Can the U.S. Stock Market Handle Another Interest Rate Hike?
Fed Officials Calling for a Rate Hike
Interest rates are going to be a focal point for the remaining of 2016. The U.S. Federal Reserve seems to be ready to raise interest rates again, but the stock market doesn’t seem to be ready.
Even though the Fed has yet to make another rate hike since last December, a number of Fed officials have been calling for one. Last month, San Francisco Fed President John Williams said that, “In the context of a strong domestic economy with good momentum, it makes sense to get back to a pace of gradual rate increases, preferably sooner rather than later.” (Source: “Longview: The Economic Outlook,” Federal Reserve Bank of San Francisco, August 18, 2016.)
Also in August, New York Fed President William Dudley said that the U.S. economy could grow more than two percent in the second half of 2016, and that, “we are edging closer toward the point in time when it will be appropriate to raise rates further.” (Source: “Fed’s Dudley Is upbeat on outlook for growth and jobs,” MarketWatch, August 18, 2016.)
And then you have Kansas City Fed President Esther George, who is a voting member on the Federal Open Market Committee (FOMC). During the Fed’s annual Economic Symposium at Jackson Hole, Wyoming, George said, “I do think it is time to move that rate.” (Source: “Fed’s Esther George: Interest rates should go higher, but gradually,” CNBC, August 25, 2016.)
Of course, no one can really say when exactly the Fed is going to raise rates. However, one thing is for sure: once another rate hike happens, the U.S. stock market won’t take it well.

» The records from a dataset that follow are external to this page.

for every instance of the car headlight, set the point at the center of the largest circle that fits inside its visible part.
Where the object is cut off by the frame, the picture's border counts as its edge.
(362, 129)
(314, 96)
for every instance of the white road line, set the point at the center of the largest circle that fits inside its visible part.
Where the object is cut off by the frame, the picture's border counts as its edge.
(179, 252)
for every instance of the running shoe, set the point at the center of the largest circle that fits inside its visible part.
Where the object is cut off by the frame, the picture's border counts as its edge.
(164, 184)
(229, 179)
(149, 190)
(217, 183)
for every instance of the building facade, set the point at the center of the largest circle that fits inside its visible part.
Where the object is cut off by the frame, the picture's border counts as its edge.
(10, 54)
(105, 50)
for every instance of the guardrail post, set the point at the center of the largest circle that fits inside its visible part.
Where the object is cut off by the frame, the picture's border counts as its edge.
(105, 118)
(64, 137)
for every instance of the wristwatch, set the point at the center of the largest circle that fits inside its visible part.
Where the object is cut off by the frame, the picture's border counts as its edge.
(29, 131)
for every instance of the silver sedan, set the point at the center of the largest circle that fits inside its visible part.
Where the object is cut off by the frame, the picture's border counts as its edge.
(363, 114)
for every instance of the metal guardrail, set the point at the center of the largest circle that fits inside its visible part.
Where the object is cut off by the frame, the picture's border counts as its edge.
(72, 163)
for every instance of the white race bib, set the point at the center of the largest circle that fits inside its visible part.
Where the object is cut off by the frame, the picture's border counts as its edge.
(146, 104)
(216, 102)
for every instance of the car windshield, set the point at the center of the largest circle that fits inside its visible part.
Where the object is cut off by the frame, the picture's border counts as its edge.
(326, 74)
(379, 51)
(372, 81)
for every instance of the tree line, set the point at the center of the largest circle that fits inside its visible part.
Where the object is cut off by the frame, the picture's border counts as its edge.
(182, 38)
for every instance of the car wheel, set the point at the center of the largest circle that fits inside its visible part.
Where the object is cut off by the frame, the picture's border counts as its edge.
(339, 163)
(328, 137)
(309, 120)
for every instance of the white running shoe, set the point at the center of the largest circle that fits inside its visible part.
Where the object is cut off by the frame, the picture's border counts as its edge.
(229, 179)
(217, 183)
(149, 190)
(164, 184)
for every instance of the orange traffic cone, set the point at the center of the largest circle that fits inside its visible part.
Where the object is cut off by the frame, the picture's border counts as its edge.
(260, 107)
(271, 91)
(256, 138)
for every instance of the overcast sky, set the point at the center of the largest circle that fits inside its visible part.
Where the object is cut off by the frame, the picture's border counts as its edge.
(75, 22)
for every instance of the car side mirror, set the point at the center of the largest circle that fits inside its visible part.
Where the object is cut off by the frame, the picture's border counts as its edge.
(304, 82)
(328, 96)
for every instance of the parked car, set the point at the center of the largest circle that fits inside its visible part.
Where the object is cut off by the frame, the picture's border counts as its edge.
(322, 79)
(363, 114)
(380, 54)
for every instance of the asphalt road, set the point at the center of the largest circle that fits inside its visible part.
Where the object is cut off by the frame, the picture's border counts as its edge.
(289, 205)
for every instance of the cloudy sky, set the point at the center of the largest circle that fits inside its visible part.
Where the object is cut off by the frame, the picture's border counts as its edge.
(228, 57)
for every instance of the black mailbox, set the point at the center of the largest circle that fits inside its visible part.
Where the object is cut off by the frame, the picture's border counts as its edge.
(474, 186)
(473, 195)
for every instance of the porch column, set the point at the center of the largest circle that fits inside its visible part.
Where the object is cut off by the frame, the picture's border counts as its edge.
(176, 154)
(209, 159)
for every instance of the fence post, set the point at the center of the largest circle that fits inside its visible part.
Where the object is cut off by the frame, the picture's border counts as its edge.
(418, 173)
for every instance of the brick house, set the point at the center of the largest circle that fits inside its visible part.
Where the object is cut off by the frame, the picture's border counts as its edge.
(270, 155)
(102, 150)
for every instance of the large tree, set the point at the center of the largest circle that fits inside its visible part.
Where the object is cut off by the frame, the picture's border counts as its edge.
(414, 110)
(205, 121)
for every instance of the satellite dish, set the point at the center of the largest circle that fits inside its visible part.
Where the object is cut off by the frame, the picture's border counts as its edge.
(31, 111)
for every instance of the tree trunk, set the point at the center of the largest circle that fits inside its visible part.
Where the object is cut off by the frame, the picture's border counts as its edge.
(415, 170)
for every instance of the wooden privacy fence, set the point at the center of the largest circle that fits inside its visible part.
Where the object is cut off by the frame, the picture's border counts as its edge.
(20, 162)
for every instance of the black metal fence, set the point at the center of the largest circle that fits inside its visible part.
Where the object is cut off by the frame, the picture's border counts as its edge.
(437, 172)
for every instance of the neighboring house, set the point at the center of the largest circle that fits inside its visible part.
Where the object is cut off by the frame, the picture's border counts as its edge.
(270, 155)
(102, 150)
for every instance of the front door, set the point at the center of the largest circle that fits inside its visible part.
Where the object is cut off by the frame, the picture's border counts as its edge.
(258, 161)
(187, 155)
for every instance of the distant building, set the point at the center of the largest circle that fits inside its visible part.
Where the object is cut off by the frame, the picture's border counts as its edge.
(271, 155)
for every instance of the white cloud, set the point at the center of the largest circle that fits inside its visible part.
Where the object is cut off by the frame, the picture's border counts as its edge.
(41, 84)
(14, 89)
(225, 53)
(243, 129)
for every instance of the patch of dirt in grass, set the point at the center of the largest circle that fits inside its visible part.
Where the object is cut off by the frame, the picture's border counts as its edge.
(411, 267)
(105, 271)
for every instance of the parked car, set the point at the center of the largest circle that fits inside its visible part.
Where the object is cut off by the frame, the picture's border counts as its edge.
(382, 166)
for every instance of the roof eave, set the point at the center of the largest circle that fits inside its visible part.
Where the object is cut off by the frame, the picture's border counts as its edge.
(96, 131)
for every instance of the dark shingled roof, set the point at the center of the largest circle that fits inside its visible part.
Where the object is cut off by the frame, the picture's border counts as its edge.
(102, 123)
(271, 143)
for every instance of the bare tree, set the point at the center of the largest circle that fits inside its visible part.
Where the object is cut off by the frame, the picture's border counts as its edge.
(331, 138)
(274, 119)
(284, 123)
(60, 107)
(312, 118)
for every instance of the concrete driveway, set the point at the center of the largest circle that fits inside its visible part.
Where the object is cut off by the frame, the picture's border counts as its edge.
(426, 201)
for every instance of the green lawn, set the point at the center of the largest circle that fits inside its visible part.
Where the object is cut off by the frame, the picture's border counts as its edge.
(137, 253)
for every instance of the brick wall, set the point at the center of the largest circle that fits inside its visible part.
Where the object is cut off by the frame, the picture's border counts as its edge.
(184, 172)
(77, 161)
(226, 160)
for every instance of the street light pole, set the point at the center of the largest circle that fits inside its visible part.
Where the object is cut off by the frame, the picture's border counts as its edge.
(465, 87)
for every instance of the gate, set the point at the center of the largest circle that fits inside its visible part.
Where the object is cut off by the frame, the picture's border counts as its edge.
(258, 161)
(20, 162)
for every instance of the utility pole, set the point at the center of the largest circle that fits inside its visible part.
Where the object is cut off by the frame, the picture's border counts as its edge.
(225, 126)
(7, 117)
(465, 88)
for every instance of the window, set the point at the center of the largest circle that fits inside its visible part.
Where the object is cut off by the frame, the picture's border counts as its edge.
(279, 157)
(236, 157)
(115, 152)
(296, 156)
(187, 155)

There are many reasons why the stock market looks extremely vulnerable right now. For one, not that long ago, both the S&P 500 Index and the NASDAQ Composite surpassed their all-time highs. When thing go south, it’s not unusual to see investors selling the tickers that went up a lot. And since a lot of stocks had solid gains in recent months, things could get extremely ugly once a sell-off starts.
Another factor why the market could turn sour very quickly is the lack of volatility in the past several months. You see, many institutional investors use systematic strategies that make asset allocations based on volatility levels. Since the Brexit vote result, volatility has been quite low for the most part. This led to investors loading up on stocks.
However, the same strategy that brought inflow into equities could also bring outflow. When a rate hike happens and volatility starts to rise, those systematic investment strategies could trigger a huge sell-off in the stock market.
Brace for Another Rate Hike
So is it time to give up on U.S. stocks completely?
Not so fast. If your goal is to make short-term capital gains, you’ll have to face a huge amount of uncertainty going forward. But if you are an income investor, and have put your eggs into different baskets of dividend paying companies with wide economic moats in their respective fields, your investment goals can still be achieved.
And that’s how it should be, really. You already worked hard making your money. Why do you have to worry about the timing and market conditions to get a return?
Of course, there are early-stage companies that are yet to be profitable enough to distribute their earnings. And it’s okay for them not to pay dividends at the moment. You can invest in them, hoping that at some point they will distribute some of their earnings to shareholders, but note that stocks are not bonds, and companies—even profitable ones—are not under the obligation to make payments to investors on a regular basis. In fact, there are hugely profitable businesses that pay no dividends at all.
That’s why for today’s income investors, dividends are a necessity rather than a luxury. You might miss the exciting returns from high-momentum Internet names in the short term, but in the long run, you get the luxury of a growing stream of income rather than being humbled by the sentimental nature of “Mr. Market.”